Evidence that the test was, in fact, performed by humans. This is now a real question, in a way that it was not eighteen months ago. The good firms will tell you which parts of the engagement were AI-assisted, what the practitioner judgement was on each AI-generated finding, and which findings were the result of human exploration that the AI tooling did not surface. A report that cannot tell you this is, increasingly, a report you cannot fully trust.

What boards are mis-reading

Three patterns I see consistently.

One: the heatmap fallacy. A heatmap with mostly green and a few yellows is being read as evidence of a healthy posture. In 2025 it is more often evidence that the scope was too narrow. A report with no high-severity findings against a large modern estate is a report whose scoping conversation is worth re-reading.

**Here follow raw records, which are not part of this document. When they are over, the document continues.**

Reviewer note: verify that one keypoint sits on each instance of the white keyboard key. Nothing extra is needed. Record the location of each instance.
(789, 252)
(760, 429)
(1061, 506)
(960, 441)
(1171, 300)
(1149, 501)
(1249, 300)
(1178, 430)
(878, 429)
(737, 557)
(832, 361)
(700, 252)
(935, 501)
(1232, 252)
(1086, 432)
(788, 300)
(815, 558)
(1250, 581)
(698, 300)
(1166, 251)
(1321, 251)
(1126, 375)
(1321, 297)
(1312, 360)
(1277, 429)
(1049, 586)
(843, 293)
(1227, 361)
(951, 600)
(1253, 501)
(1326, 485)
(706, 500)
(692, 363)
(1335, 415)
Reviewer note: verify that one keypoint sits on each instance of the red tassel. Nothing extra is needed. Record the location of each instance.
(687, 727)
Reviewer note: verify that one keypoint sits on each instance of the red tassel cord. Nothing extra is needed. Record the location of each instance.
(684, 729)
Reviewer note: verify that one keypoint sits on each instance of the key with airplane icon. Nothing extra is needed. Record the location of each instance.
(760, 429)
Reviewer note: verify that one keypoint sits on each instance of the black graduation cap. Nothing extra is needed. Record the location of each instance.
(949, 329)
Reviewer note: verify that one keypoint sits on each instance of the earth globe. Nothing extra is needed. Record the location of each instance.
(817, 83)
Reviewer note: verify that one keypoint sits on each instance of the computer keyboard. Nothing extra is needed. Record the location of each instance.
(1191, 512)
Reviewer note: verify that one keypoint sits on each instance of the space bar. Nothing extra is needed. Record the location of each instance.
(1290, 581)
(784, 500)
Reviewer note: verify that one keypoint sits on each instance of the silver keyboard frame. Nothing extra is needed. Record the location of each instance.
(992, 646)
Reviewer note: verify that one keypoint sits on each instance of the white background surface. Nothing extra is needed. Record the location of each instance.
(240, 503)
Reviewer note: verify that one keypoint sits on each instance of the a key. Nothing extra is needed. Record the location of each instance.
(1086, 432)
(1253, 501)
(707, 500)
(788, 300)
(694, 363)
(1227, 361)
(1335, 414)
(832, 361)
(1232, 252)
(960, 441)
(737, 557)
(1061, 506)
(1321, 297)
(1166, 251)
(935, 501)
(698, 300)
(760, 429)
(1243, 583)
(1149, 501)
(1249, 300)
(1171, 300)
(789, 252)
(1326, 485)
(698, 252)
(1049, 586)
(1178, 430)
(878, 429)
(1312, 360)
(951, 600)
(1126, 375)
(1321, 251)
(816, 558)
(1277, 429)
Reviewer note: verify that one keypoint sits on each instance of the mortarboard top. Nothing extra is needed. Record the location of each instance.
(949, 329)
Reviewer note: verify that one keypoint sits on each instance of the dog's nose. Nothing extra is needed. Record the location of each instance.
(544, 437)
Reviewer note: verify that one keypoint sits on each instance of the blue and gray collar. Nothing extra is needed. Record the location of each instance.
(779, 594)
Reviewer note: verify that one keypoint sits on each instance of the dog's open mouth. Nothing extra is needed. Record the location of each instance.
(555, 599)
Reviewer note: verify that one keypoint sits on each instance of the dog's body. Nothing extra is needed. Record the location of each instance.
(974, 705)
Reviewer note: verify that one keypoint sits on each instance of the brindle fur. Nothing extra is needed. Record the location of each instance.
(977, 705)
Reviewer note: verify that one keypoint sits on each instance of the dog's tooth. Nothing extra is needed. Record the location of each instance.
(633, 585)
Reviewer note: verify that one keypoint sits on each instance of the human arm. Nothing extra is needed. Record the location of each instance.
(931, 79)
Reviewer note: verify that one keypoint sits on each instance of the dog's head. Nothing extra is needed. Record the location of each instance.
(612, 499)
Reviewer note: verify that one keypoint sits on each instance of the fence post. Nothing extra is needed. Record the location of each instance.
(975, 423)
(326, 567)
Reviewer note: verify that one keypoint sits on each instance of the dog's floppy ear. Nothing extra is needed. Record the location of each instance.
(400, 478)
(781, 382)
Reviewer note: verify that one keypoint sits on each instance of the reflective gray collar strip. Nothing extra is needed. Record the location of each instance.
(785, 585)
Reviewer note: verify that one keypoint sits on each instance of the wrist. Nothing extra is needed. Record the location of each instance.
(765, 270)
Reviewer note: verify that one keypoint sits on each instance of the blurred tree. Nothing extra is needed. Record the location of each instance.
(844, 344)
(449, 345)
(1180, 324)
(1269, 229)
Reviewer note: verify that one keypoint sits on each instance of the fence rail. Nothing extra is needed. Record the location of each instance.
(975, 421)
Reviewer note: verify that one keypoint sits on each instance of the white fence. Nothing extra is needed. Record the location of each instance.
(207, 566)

Two: the unfound-equals-secure fallacy. We had a pen test and nothing was found is not the same as we are secure. Pen tests are time-boxed and scope-limited. They tell you what was findable by a competent team in two to three weeks against an agreed scope. They do not tell you what would be findable by a determined attacker over six months with broader scope. The good firms will say this on page one. The cheap firms will not.

Three: the once-a-year fallacy. An annual pen test made sense when the estate changed slowly and the threat model changed slower. Modern estates change weekly. Modern threats change daily. The good firms now sell some combination of focused annual deep-dive testing, continuous discovery and validation, and event-triggered testing around significant change. Customers who are still buying one big test a year are buying a product that has aged badly.

What I would like to see in 2026

Three changes I would push for.

Report formats that put structural findings on page one. The heatmap should be on page three, after the attack narrative and the structural risks. The reordering would, by itself, change a great deal of subsequent conversation.

Customer maturity tracking. The good firms have always known which of their customers were getting better year-on-year. They have not always said so to the customer. They should. A pen test report that, for a returning customer, opens with here is what changed since last year, and here is what did not would be more useful than most.

Methodology evidence. I would like the report to include, as an appendix, an honest statement of methodology and tooling — including any AI-assisted components — so that the customer can ask informed questions. The CREST methodology framework already supports this. Most firms do not yet take advantage of it. They should.

One sentence

A pen test in 2025 is no longer a verdict on your security; it is a structured conversation about what your security is currently optimised for, and what it has stopped seeing. Read it accordingly.